Medical expense tax deduction. Taxpayers who itemize their deductions can only deduct the amount of unreimbursed healthcare expenses that exceeds 7.5 percent of their adjusted gross incomes. This threshold will rise to 10 percent of AGI for spending in 2013. However, individuals and spouses who are 65 and older before the end of their 2013 tax year (which is the same as the calendar year for most taxpayers) will be able to retain the 7.5 percent expense rule through the 2016 tax year.
Effective in 2014
Tax penalty for not having insurance. There are many rules covering who must have health insurance under the individual mandate.

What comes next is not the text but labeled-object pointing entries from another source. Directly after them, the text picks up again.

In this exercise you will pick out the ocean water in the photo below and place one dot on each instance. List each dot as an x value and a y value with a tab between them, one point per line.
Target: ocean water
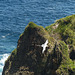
16	14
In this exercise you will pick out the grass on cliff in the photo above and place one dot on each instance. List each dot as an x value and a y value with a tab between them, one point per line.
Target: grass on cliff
66	29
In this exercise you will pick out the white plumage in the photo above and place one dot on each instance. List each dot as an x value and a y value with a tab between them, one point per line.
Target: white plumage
44	46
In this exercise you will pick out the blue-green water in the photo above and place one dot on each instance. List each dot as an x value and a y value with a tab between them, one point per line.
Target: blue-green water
16	14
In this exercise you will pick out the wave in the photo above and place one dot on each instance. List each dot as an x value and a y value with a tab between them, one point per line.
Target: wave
3	58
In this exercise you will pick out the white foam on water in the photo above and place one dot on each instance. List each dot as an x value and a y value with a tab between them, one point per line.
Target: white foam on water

The individual penalties for not having health insurance are set to begin small and rise in 2015 and again in 2016, when they will reach their full level. A person can be penalized for individual months in a year when they were not covered. Here are the full-year rates of the penalties:
In 2014, it will be $95 per adult and $47.50 per child, up to a family maximum of $285 or 1 percent of family income, whichever is greater.

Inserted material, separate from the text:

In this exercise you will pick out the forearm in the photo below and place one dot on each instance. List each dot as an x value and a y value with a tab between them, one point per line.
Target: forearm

In 2015, it will be $325 per adult and $162.50 per child, up to a family maximum of $975 or 2 percent of family income, whichever is greater.
In 2016, it will be $695 per adult and $347.50 per child, up to a family maximum of $2,085 or 2.5 percent of family income, whichever is greater.
Tax credit for health insurance. The state health insurance exchanges to be set up under the law will offer large tax credits to consumers who qualify. Individuals and families who earn between 100 and 400 percent of the national poverty level are eligible for the credits if they buy insurance through an exchange. The nonpartisan Congressional Budget Office estimates the credit will average about $5,000 a year per tax return, which includes individuals and families.
Effective in 2018
Health insurance excise tax. This steep 40-percent tax will be levied on so-called expensive "cadillac" health plans. The tax is not paid by the individual but by the insurance provider. But it could have an impact on the premiums and availability of these plans. The tax would be levied on premiums above threshold levels that were set at $10,200 for individual policies and $27,500 for policies covering multiple family members. These figures will be adjusted upward to reflect increases in healthcare costs that occur between now and when the tax takes effect in 2018.